After the nibs are removed, dried and then roasted, only then does it start to resemble chocolate in color, but the sweetness needs to be added along with a milk to make milk chocolate. This was a step the Mayans didn’t do, but started in Europe once the product was exported across the Atlantic. Today many the chocolate bars we find in stores and also all the available options on site at Hacienda La Luz (under the Quetzal name) listed percentages, with a 100% being pure dark (or original) chocolate.
Stay Amazed
Yet, what amazed me wasn’t the tasting of the chocolate or the processing with its drying and roasting process, but rather the unique flavorful fruit from the Cacao itself. This soft sensuous white fruit provides a completely different sensation to the taste and touch senses. I marvel at how this became chocolate. And although it’s come a long way from its Mayan roots, powders and drinks are still made and offered as a refreshment in many places in Mexico. In fact the “souvenir” shop provided free samples of such “cocktails of the gods” – delicious.

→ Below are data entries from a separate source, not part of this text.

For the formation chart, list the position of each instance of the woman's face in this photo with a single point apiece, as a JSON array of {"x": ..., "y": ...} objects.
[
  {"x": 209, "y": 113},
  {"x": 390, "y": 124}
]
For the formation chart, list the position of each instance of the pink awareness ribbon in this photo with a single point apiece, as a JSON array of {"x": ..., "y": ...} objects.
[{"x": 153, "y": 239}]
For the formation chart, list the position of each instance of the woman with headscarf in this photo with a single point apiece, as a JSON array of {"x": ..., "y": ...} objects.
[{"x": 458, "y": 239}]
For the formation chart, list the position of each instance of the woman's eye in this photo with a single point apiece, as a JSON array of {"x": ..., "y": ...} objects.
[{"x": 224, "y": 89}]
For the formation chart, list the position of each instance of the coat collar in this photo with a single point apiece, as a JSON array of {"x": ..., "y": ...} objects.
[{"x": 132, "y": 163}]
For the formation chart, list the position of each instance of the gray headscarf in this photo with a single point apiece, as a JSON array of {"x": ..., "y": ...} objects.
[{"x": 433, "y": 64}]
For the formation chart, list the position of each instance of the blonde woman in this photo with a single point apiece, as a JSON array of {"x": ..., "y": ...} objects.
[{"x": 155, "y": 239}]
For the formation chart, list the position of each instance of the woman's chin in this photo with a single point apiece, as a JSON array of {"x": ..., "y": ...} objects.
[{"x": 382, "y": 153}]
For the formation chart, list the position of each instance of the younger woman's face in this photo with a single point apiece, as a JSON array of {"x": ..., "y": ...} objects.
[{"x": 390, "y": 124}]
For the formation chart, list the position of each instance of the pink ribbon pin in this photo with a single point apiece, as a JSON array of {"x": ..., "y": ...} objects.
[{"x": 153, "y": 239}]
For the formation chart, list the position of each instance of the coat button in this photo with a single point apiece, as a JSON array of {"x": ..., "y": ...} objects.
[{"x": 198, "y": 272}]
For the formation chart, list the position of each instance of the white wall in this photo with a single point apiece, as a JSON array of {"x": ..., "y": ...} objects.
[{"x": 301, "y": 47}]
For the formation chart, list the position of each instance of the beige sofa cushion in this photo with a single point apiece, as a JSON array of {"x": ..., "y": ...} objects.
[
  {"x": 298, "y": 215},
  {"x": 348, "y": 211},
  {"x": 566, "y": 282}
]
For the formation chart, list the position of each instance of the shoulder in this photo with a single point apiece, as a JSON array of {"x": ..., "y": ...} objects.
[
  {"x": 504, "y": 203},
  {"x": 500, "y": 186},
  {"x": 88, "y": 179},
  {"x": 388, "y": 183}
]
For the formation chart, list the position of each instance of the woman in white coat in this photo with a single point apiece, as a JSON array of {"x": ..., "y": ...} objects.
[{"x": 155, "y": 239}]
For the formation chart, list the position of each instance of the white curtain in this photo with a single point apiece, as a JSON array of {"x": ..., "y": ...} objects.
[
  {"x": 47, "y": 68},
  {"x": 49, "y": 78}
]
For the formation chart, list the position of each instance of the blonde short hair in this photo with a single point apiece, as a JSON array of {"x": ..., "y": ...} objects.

It never was high on my list to explore the stages of chocolate and to be honest I am more of a vanilla guy (another product native to Mexico). And when selecting my social impact excursions on my Fathom Travel sailings, I never thought to select working for chocolate, but many did, and I bore witness to their smiles. Sure, smiles exist from the tastings, and we all know wines can make most of smile, but I discovered it was deeper, it was the chance to understand the stages, see the entire process and be a part of the creation of the delicious delicacy. The souvenir shop appreciated my wonder after my tour, as it did for most of us. We all left with an edible souvenir or two.
Stay Tasting the World, Craig
This was part of my day of Adventure in Tabasco during my hosted trip to ATMEX 2017. The words,most photos, and all opinions are as always my own.